Brigitte Bardot : comment sa fortune perpétue ses engagements après sa disparition
La disparition de l'icône du septième art soulève la question de son legs. Celui-ci a été scrupuleusement préparé pour que son patrimoine continue de défendre la cause qui lui tenait tant à cœur. Plongez dans les coulisses de cette succession hors du commun.
Ce dimanche 28 décembre 2025, le monde a appris la nouvelle dans une atmosphère de recueillement : l’icône s’est éteinte paisiblement dans sa demeure de Saint-Tropez. Alors que les hommages affluaient, une interrogation plus concrète a émergé : quel destin attendait sa fortune ? Une certitude s’est rapidement imposée : Brigitte Bardot avait tout orchestré avec une minutie remarquable, ne laissant aucun détail de son patrimoine au hasard.

Une fortune dédiée à la cause animale
Dès l’annonce officielle de son décès par sa Fondation, la réponse était claire comme de l’eau de roche : l’essentiel de son héritage était destiné à la défense des animaux, une cause qui a rythmé sa vie pendant plus d’un demi-siècle et lui tenait plus à cœur que tout.
Bien avant de tourner le dos à la gloire hollywoodienne, dès les années 1980, elle avait opéré un virage existentiel radical. Ses bijoux de valeur, ses souvenirs les plus intimes, ses objets d’art : elle a progressivement tout vendu pour financer son combat. Son testament ne fait que sceller cette logique, en affectant la part la plus substantielle de son patrimoine à la Fondation Brigitte Bardot, l’outil qu’elle a bâti pour protéger « les plus innocents », comme elle aimait à le dire.
Parmi les biens symboliques concernés figure en première ligne La Madrague. Plus qu’une simple villa sur la côte, cette propriété emblématique de Saint-Tropez est promise à une seconde vie. Dans le cadre de la succession, elle va se muer en un sanctuaire dédié à la protection animale, mais aussi en une ressource financière durable pour soutenir les actions de la Fondation. Un choix qui résonne parfaitement avec la philosophie de celle qui affirmait : « J’ai donné ma jeunesse et ma beauté aux hommes, maintenant je donne ma sagesse et mon expérience aux animaux. »

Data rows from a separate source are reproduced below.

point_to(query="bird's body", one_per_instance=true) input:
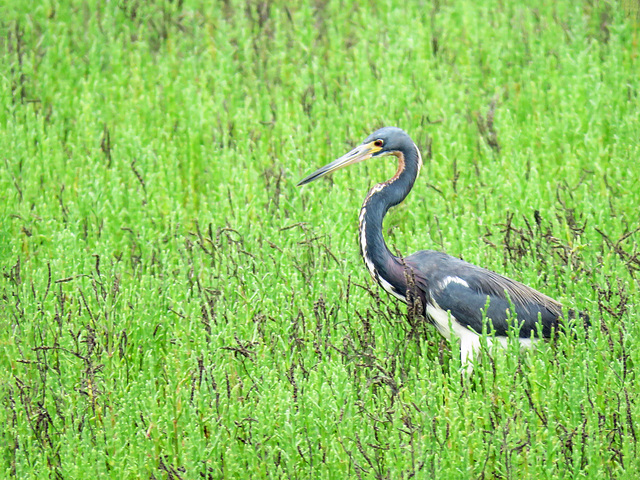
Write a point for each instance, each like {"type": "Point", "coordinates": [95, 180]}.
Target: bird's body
{"type": "Point", "coordinates": [459, 298]}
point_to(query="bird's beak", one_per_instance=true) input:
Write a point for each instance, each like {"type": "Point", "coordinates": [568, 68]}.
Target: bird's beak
{"type": "Point", "coordinates": [358, 154]}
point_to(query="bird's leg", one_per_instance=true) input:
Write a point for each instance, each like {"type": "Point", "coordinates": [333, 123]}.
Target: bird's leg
{"type": "Point", "coordinates": [469, 346]}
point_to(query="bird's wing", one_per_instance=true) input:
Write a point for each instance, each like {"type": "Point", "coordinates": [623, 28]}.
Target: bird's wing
{"type": "Point", "coordinates": [472, 294]}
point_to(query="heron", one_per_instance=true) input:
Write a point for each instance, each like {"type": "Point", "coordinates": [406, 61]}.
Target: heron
{"type": "Point", "coordinates": [457, 297]}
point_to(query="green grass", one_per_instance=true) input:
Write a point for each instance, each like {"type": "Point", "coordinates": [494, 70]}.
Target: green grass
{"type": "Point", "coordinates": [172, 306]}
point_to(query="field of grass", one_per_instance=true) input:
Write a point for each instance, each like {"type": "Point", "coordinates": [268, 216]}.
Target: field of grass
{"type": "Point", "coordinates": [172, 306]}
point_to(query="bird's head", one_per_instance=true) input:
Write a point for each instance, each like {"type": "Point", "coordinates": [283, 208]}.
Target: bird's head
{"type": "Point", "coordinates": [386, 141]}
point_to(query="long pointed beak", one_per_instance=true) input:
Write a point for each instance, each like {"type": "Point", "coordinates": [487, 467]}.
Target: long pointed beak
{"type": "Point", "coordinates": [358, 154]}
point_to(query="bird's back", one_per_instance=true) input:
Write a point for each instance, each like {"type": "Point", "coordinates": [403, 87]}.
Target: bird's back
{"type": "Point", "coordinates": [473, 295]}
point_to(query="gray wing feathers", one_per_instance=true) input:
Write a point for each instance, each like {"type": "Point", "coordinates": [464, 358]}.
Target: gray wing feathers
{"type": "Point", "coordinates": [472, 294]}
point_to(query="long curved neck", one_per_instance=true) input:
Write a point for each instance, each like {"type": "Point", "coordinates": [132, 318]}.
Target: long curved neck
{"type": "Point", "coordinates": [386, 268]}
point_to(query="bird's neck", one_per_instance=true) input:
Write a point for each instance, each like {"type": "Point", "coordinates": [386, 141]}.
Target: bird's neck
{"type": "Point", "coordinates": [386, 268]}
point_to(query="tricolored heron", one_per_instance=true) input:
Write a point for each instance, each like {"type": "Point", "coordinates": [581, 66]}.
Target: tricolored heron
{"type": "Point", "coordinates": [456, 296]}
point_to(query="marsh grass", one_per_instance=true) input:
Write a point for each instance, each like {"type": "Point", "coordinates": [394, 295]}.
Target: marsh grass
{"type": "Point", "coordinates": [173, 307]}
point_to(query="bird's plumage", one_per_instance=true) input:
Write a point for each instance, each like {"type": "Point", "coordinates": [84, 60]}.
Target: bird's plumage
{"type": "Point", "coordinates": [459, 298]}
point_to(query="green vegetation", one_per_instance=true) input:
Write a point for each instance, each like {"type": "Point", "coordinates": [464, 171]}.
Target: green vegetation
{"type": "Point", "coordinates": [172, 306]}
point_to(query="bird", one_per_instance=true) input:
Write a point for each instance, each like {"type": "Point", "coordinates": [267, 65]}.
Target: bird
{"type": "Point", "coordinates": [459, 298]}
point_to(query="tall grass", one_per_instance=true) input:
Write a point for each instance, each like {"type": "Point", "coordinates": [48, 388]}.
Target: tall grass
{"type": "Point", "coordinates": [171, 306]}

La part légale de son unique héritier
Si les volontés de Brigitte Bardot étaient sans ambiguïté, le droit français, lui, trace un cadre immuable. Il est juridiquement impossible d’écarter complètement ses enfants d’une succession. La loi, très protectrice des descendants, définit des parts minimales, ce qui garantit les droits de son fils unique, Nicolas-Jacques Charrier, né de son union avec Jacques Charrier.
Malgré des relations familiales parfois complexes et une certaine distance au fil des ans, le droit prime sur les considérations personnelles. En présence d’un seul enfant, la part minimale qui lui est réservée – ce qu’on appelle la réserve héréditaire – est fixée à la moitié de la succession. Concrètement, Nicolas-Jacques Charrier hérite donc de droit de 50% de l’actif net, quels qu’aient pu être les souhaits de sa mère. L’autre moitié, nommée quotité disponible, pouvait en revanche être léguée librement. C’est précisément cette part que Brigitte Bardot a choisie de transmettre dans son intégralité à sa Fondation.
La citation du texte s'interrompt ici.